3 i konfrontacja?
- silvergirl
- Posty: 307
- Rejestracja: czwartek, 2 stycznia 2014, 00:42
- Enneatyp: Entuzjasta
3 i konfrontacja?
Trójki nie lubią konfrontacji? Gdyby przyszło im stanąć twarzą w twarz i ścierać się jak 8 w walce to co zrobi 3?
SLE 8v7
► Pokaż Spoiler
Re: 3 i konfrontacja?
Pewnie będzie udawać spokojnego opanowanego typa, chyba że sytuacja wzmocni instynkt samozachowawczy, wtedy można samemu powodować konflikty, nie zawsze z ochotą do dalszej konfrontacji
3w4
"Jesteśmy tym kogo udajemy, i dlatego musimy uważać, kogo udajemy" ~ Kurt Vonnegut
"Istnieje cel, lecz nie ma drogi; co nazywamy drogą jest ciągłym wahaniem. " ~ Franz Kafka
"Jesteśmy tym kogo udajemy, i dlatego musimy uważać, kogo udajemy" ~ Kurt Vonnegut
"Istnieje cel, lecz nie ma drogi; co nazywamy drogą jest ciągłym wahaniem. " ~ Franz Kafka
Re: 3 i konfrontacja?
Z moich obserwacji wynika, że 3-ka jako "zwierzę" hierarchiczne bez problemu staje do konfrontacji z kimś niżej, a z kimś wyżej nie - chyba, że uważa, że już nic do stracenia nie ma.
"Nic się nie zmienia od na dupie siedzenia." Ranczo
Re: 3 i konfrontacja?
W ostateczności też mogą być agresywne, jeśli wyczerpią inne metody spokojnego załatwienia konfliktu (na swoją korzyść. Nawet jeśli rozwiązanie będzie kompromisowe, to 3 poczuje, że to ich zasługa, ich zwycięstwo).silvergirl pisze:Trójki nie lubią konfrontacji?

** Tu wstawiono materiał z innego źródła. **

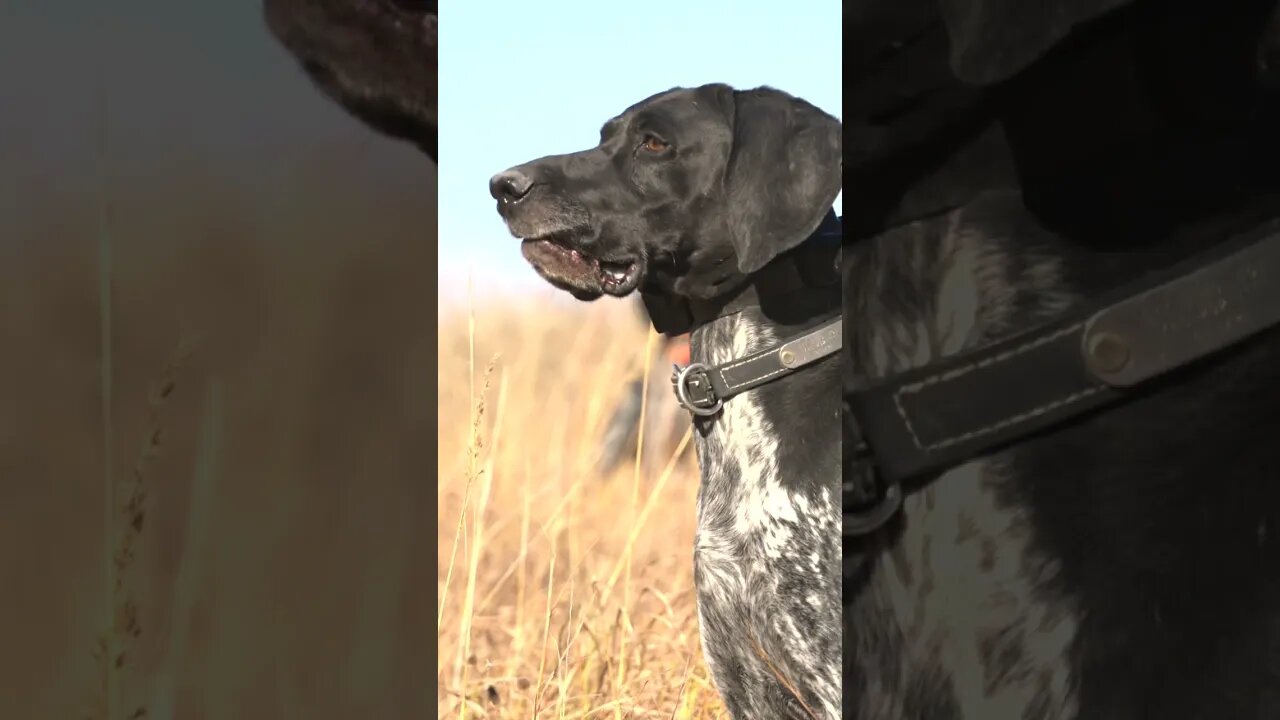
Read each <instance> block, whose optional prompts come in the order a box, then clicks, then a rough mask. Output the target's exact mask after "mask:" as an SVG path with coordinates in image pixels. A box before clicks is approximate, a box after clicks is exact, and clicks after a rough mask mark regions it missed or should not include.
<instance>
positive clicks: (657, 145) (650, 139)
mask: <svg viewBox="0 0 1280 720" xmlns="http://www.w3.org/2000/svg"><path fill="white" fill-rule="evenodd" d="M640 147H644V149H645V150H648V151H649V152H662V151H663V150H666V149H668V147H671V146H669V145H667V143H666V142H663V141H660V140H658V138H657V137H654V136H652V135H650V136H648V137H645V138H644V142H641V143H640Z"/></svg>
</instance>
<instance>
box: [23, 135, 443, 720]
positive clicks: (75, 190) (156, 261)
mask: <svg viewBox="0 0 1280 720" xmlns="http://www.w3.org/2000/svg"><path fill="white" fill-rule="evenodd" d="M401 152H402V150H401V149H399V147H394V146H392V147H376V149H370V147H367V146H358V145H351V143H349V142H348V141H343V142H342V143H335V145H333V146H320V147H315V149H314V150H312V151H311V152H308V154H306V156H303V154H300V155H293V156H283V158H282V156H280V155H282V154H279V152H278V154H276V155H275V156H274V159H275V163H274V164H273V165H270V167H264V168H259V169H257V170H256V172H255V173H236V172H228V170H227V169H225V168H215V167H210V165H209V164H207V163H204V161H200V158H184V156H182V155H175V156H170V158H169V159H168V160H166V161H165V163H164V164H163V165H155V164H150V163H151V160H148V164H141V163H127V161H125V160H127V159H125V158H124V156H123V152H118V154H116V155H115V158H114V160H115V164H114V165H113V168H111V173H113V178H114V179H113V182H110V183H108V191H106V193H105V195H104V193H102V191H101V187H100V183H99V182H97V179H96V172H93V169H92V165H90V167H88V170H90V172H86V173H83V174H81V176H74V174H64V176H51V174H44V173H41V172H38V170H36V169H32V168H33V165H29V164H24V163H20V161H9V163H3V164H0V167H3V168H5V169H6V170H8V172H6V174H5V176H4V182H5V187H4V193H0V204H3V211H0V396H3V401H0V596H3V603H0V607H3V609H4V612H3V616H0V630H3V637H4V642H3V643H0V676H3V678H4V682H0V717H4V719H5V720H10V719H13V720H79V719H82V717H93V719H102V720H105V719H108V717H110V720H124V719H125V717H131V715H132V714H133V712H134V710H137V708H140V707H142V708H145V710H146V715H145V717H147V720H156V719H161V720H169V719H177V720H257V719H262V720H268V719H270V720H278V719H284V720H289V719H300V720H302V719H306V720H312V719H317V720H328V719H333V720H347V719H352V717H370V719H383V717H385V719H392V720H398V719H420V717H434V716H435V712H436V710H435V705H436V703H435V702H434V684H435V683H434V682H433V680H434V679H433V675H431V674H433V664H434V662H433V661H434V655H435V648H434V646H433V639H431V634H433V633H431V621H433V620H434V611H435V601H434V596H435V589H436V588H435V583H434V578H435V543H436V538H435V534H436V532H435V530H436V523H435V507H434V505H435V501H434V497H433V495H431V493H433V491H434V488H433V486H434V480H435V471H434V469H433V465H431V457H433V456H434V454H435V448H434V446H433V442H431V437H430V433H431V429H433V427H434V421H435V407H434V405H435V402H434V400H435V397H434V396H435V388H434V384H433V382H431V366H433V364H434V360H433V356H431V346H433V345H434V342H435V332H434V327H433V319H431V316H430V313H431V310H433V307H434V305H435V297H434V290H433V287H431V283H430V281H429V279H424V278H429V277H430V273H431V272H434V270H435V250H436V249H435V233H434V228H435V214H434V202H433V201H431V200H430V197H431V196H433V195H434V192H435V188H434V184H433V183H434V178H433V173H434V170H433V169H431V168H430V167H428V165H425V164H424V163H421V161H420V160H417V159H416V158H408V159H407V160H406V161H404V163H403V164H401V165H398V167H397V168H403V170H399V169H393V170H388V164H389V163H394V161H396V160H394V158H398V155H399V154H401ZM379 154H380V155H379ZM0 159H3V158H0ZM9 160H13V159H12V158H10V159H9ZM19 160H20V159H19ZM202 168H207V169H202ZM424 197H425V199H426V200H424ZM104 246H105V247H106V249H108V250H109V252H108V254H106V255H108V259H109V268H108V272H106V273H104V269H102V264H101V263H100V250H101V249H102V247H104ZM104 275H106V277H108V279H109V281H110V283H109V284H110V292H108V293H105V295H106V299H108V301H109V302H108V304H106V307H108V310H109V313H106V314H105V315H106V318H109V325H110V333H109V336H108V337H109V338H110V342H109V343H104V334H102V325H104V293H102V290H101V288H102V279H104ZM184 338H187V340H188V341H191V347H189V352H187V354H186V356H184V359H182V361H180V363H178V364H177V365H174V366H169V365H170V359H173V357H174V356H175V354H178V351H179V348H180V347H182V345H183V342H184ZM104 380H105V382H104ZM104 407H105V409H106V411H104ZM108 489H110V493H109V492H108ZM131 501H132V502H131ZM140 515H141V518H140ZM116 559H119V560H120V562H119V565H116V562H115V561H116ZM109 580H110V582H113V584H114V580H119V583H120V585H119V589H118V591H115V592H113V593H111V594H110V596H109V594H108V593H106V587H108V583H109ZM104 633H105V634H106V635H108V637H110V638H111V643H113V644H111V647H113V652H111V653H110V659H111V660H110V661H109V662H102V661H100V660H97V659H95V657H93V652H95V651H96V650H97V647H99V641H100V638H102V637H104ZM122 655H123V657H122ZM108 680H109V682H108ZM106 688H113V689H111V692H110V693H106V692H104V691H105V689H106ZM108 694H110V700H111V701H113V702H111V703H110V710H111V711H110V714H109V712H108V710H109V707H108Z"/></svg>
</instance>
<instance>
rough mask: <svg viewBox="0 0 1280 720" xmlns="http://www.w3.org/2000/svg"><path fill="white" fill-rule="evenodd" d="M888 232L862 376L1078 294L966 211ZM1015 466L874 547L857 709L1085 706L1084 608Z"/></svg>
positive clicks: (857, 334) (872, 274)
mask: <svg viewBox="0 0 1280 720" xmlns="http://www.w3.org/2000/svg"><path fill="white" fill-rule="evenodd" d="M878 242H881V243H882V246H881V247H883V251H881V252H877V254H870V255H869V258H868V261H867V264H865V265H864V266H863V268H860V269H859V270H858V272H856V273H854V275H852V278H851V279H852V281H854V283H855V296H856V297H855V300H856V302H855V307H854V311H852V313H851V314H846V323H850V322H852V323H855V325H854V332H852V333H851V334H852V336H854V347H852V348H851V351H852V352H851V354H852V356H854V361H855V372H856V374H859V375H861V377H864V378H872V379H874V378H882V377H886V375H890V374H893V373H899V372H902V370H906V369H910V368H915V366H919V365H924V364H927V363H929V361H932V360H934V359H937V357H941V356H946V355H952V354H955V352H960V351H961V350H964V348H966V347H970V346H973V345H975V343H978V342H980V341H982V338H984V337H991V336H992V334H998V333H1002V332H1007V329H1009V328H1010V324H1011V323H1014V320H1012V316H1014V307H1015V306H1018V305H1019V304H1021V305H1023V306H1027V305H1028V304H1032V305H1033V306H1034V307H1037V310H1036V313H1037V314H1042V315H1051V314H1053V313H1056V311H1059V310H1060V309H1061V306H1062V305H1065V302H1066V299H1065V296H1064V295H1062V293H1061V281H1060V279H1059V278H1060V269H1059V266H1057V264H1056V263H1055V261H1052V260H1044V261H1038V263H1028V261H1027V260H1025V259H1020V261H1015V260H1019V259H1016V258H1012V256H1010V255H1007V254H1005V252H1004V251H1002V246H1001V245H998V243H996V242H992V241H991V238H989V237H986V236H984V233H983V232H982V231H980V229H979V228H975V227H969V225H968V224H966V223H965V218H964V213H963V211H956V213H954V214H951V215H948V217H945V218H940V219H937V220H932V222H929V223H919V224H916V225H911V227H908V228H902V229H901V231H897V232H896V233H891V236H887V237H882V238H879V241H878ZM847 282H850V281H849V279H846V283H847ZM1011 473H1012V470H1011V469H1010V468H1009V466H1005V465H1002V464H998V462H995V461H975V462H970V464H966V465H963V466H959V468H955V469H952V470H950V471H947V473H945V474H942V475H941V477H938V478H936V479H932V480H929V482H928V484H927V486H925V488H923V489H920V491H918V492H915V493H913V495H910V496H909V497H908V498H906V500H905V502H904V506H902V519H901V533H900V534H899V536H896V537H895V538H893V541H892V543H891V546H890V547H888V550H877V551H874V555H872V556H869V557H868V561H869V562H870V571H869V575H868V577H867V578H865V579H864V582H863V583H861V584H860V585H859V587H858V588H856V591H855V593H854V596H852V597H846V598H845V601H846V602H847V603H849V610H847V612H849V620H847V621H849V626H847V630H846V635H845V642H846V643H849V647H847V648H846V652H847V655H849V664H850V669H849V676H847V678H846V680H845V683H846V687H845V693H846V702H847V703H849V706H850V708H854V710H855V712H854V716H856V717H864V719H869V720H879V719H886V720H887V719H901V717H931V719H932V717H938V719H943V717H946V719H968V720H980V719H987V717H1018V719H1025V720H1050V719H1055V720H1056V719H1060V717H1062V719H1065V717H1074V716H1075V708H1076V698H1075V680H1076V679H1075V678H1073V676H1071V662H1070V648H1071V643H1073V641H1074V638H1075V635H1076V628H1078V618H1076V614H1075V612H1074V609H1073V607H1071V605H1070V602H1069V601H1068V600H1066V598H1064V597H1062V596H1061V594H1060V593H1057V592H1056V591H1055V578H1056V574H1057V573H1059V566H1057V564H1056V562H1055V560H1053V559H1050V557H1043V556H1041V555H1038V552H1037V551H1036V546H1034V543H1033V537H1032V536H1033V527H1032V518H1030V516H1029V514H1028V510H1029V509H1027V507H1024V506H1020V505H1018V503H1016V502H1014V501H1011V500H1010V498H1009V493H1006V492H1004V491H1005V488H1006V487H1009V483H1012V482H1015V480H1016V477H1012V475H1011ZM856 551H858V547H856V546H852V547H850V548H846V551H845V552H856Z"/></svg>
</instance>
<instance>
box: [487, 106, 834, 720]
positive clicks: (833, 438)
mask: <svg viewBox="0 0 1280 720" xmlns="http://www.w3.org/2000/svg"><path fill="white" fill-rule="evenodd" d="M841 142H842V129H841V124H840V122H838V120H837V119H836V118H833V117H831V115H828V114H827V113H824V111H822V110H819V109H818V108H815V106H813V105H812V104H809V102H806V101H804V100H801V99H797V97H794V96H790V95H787V94H785V92H782V91H778V90H773V88H768V87H762V88H755V90H735V88H731V87H728V86H724V85H705V86H701V87H694V88H675V90H669V91H666V92H660V94H658V95H654V96H652V97H648V99H645V100H643V101H640V102H637V104H635V105H632V106H631V108H628V109H626V110H625V111H623V113H621V114H620V115H617V117H614V118H613V119H611V120H608V122H607V123H604V126H603V129H602V132H600V142H599V145H598V146H596V147H593V149H590V150H585V151H581V152H575V154H570V155H558V156H548V158H541V159H538V160H532V161H530V163H525V164H521V165H517V167H515V168H511V169H508V170H504V172H502V173H498V174H497V176H494V177H493V178H492V181H490V183H489V184H490V193H492V195H493V197H494V199H495V200H497V205H498V213H499V214H500V215H502V218H503V219H504V220H506V223H507V227H508V229H509V231H511V233H512V234H513V236H516V237H518V238H521V240H522V243H521V250H522V252H524V256H525V258H526V259H527V260H529V263H530V264H531V265H532V266H534V269H535V270H536V272H538V273H539V274H540V275H541V277H543V278H544V279H547V281H548V282H549V283H550V284H553V286H556V287H558V288H561V290H564V291H567V292H570V293H571V295H573V296H575V297H577V299H579V300H584V301H591V300H595V299H599V297H602V296H613V297H623V296H627V295H631V293H634V292H636V291H639V292H640V293H641V295H643V296H644V297H645V301H646V306H648V307H649V310H650V315H652V316H653V315H654V310H655V309H658V307H664V306H681V305H685V306H689V307H694V306H699V307H710V310H708V311H707V313H703V314H701V315H700V316H698V318H695V320H694V322H692V327H691V328H690V329H691V336H690V352H691V357H692V360H694V361H695V363H700V364H704V365H722V364H727V363H731V361H735V360H737V359H742V357H744V356H748V355H751V354H754V352H758V351H763V350H767V348H769V347H771V346H774V345H777V343H778V342H780V341H783V340H786V338H788V337H794V336H796V334H797V333H804V332H809V331H812V329H813V328H814V327H817V325H818V324H819V323H820V322H823V320H824V319H829V318H824V315H823V313H827V311H829V310H831V309H832V307H835V311H836V313H837V314H838V301H840V297H838V274H837V275H836V278H835V279H836V293H835V299H833V301H832V302H829V304H827V302H826V301H823V300H814V299H817V297H819V296H820V295H822V293H820V292H819V291H814V292H813V293H810V295H805V293H804V292H801V295H803V296H804V297H809V299H810V300H809V301H791V300H787V299H782V297H774V296H772V295H771V291H769V287H767V286H768V283H764V282H763V281H762V279H760V278H764V277H767V275H768V274H769V273H771V272H772V270H771V268H777V266H781V265H780V263H791V261H792V260H791V258H800V256H801V255H803V256H805V258H808V256H810V255H809V254H810V247H818V246H817V245H814V243H815V241H814V240H813V238H814V237H815V236H814V233H815V232H817V231H818V229H819V228H820V227H823V225H824V223H826V224H828V225H829V223H831V222H832V219H833V214H832V213H831V204H832V201H833V200H835V197H836V195H837V193H838V192H840V190H841V182H842V178H841ZM806 241H808V242H806ZM827 261H829V263H831V264H832V266H831V268H829V272H832V273H836V268H835V252H831V254H829V256H827ZM753 288H754V290H753ZM797 292H799V291H797ZM741 293H746V296H753V295H751V293H755V295H758V296H759V297H758V301H746V302H742V301H741V297H744V295H741ZM730 299H737V300H730ZM726 307H727V309H728V310H731V311H726ZM659 315H660V313H659ZM828 315H829V313H828ZM654 322H655V324H657V325H659V329H662V327H660V325H663V324H664V323H666V320H660V319H659V318H657V316H655V318H654ZM685 329H686V328H669V332H671V334H678V333H680V332H684V331H685ZM838 416H840V363H838V356H837V355H829V356H827V357H823V359H820V360H817V361H815V363H813V364H812V365H809V366H806V368H803V369H801V370H797V372H795V373H790V374H785V377H781V378H780V379H776V382H769V383H767V384H760V386H759V387H754V388H753V389H749V391H746V392H742V393H740V395H736V396H733V397H730V398H728V400H724V401H723V406H722V407H721V409H719V411H718V413H717V414H713V415H698V416H696V418H695V430H696V432H695V447H696V452H698V459H699V465H700V469H701V486H700V489H699V498H698V532H696V541H695V548H694V559H695V574H694V580H695V587H696V596H698V611H699V619H700V632H701V638H703V648H704V655H705V659H707V662H708V666H709V669H710V673H712V676H713V679H714V683H716V685H717V688H718V689H719V693H721V696H722V697H723V700H724V703H726V706H727V708H728V711H730V714H731V715H732V716H733V717H739V719H748V717H828V719H829V717H837V716H838V714H840V693H841V678H840V671H841V667H840V657H841V656H840V647H841V587H840V559H841V547H840V538H838V536H840V532H838V524H840V509H838V506H837V498H838V495H840V480H841V477H840V473H841V468H840V462H841V434H840V423H838Z"/></svg>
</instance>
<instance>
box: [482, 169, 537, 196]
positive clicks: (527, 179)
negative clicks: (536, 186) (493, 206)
mask: <svg viewBox="0 0 1280 720" xmlns="http://www.w3.org/2000/svg"><path fill="white" fill-rule="evenodd" d="M531 187H534V181H532V179H531V178H530V177H529V176H526V174H525V173H522V172H520V170H506V172H502V173H498V174H495V176H493V177H492V178H489V195H492V196H493V199H494V200H498V201H502V202H515V201H517V200H520V199H521V197H524V196H526V195H529V188H531Z"/></svg>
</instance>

Gdyby przyszło im stanąć twarzą w twarz i ścierać się jak 8 w walce to co zrobi 3?
Jak to 3, metody będą dobierane zależnie od relacji z osobą skonfliktowaną.
9 z PRO8, przez PRO7 na PRO6 sx/sp EII INFP
Re: 3 i konfrontacja?
Ee tam, pier*olenie.. równie dobrze może zareagować odwrotnie i po prostu poczuć się zbesztana. Wg. mojego mniemania oddanie pałeczki agresorowi i zniżenie sie do słabszego poziomu wcale nie jest korzystnie odbierane dlatego czasem warto dać sobie po razie, a jak nie ma konieczności to po prostu lepiej unikać takich sytuacji. Łatwo przejąć kontrolę nad sobą i wyjść z tego zwycięsko ze stoickim spokojem, ale jeśli ktoś siądzie na ambicje to różnie może być.Nawet jeśli rozwiązanie będzie kompromisowe, to 3 poczuje, że to ich zasługa, ich zwycięstwo
Z reguły konflikty z trójkami to była gra słowna,
jestem lepszy bo Ty gorszy, ot co.
Zielona pisze:Z moich obserwacji wynika, że 3-ka jako "zwierzę" hierarchiczne bez problemu staje do konfrontacji z kimś niżej, a z kimś wyżej nie - chyba, że uważa, że już nic do stracenia nie ma.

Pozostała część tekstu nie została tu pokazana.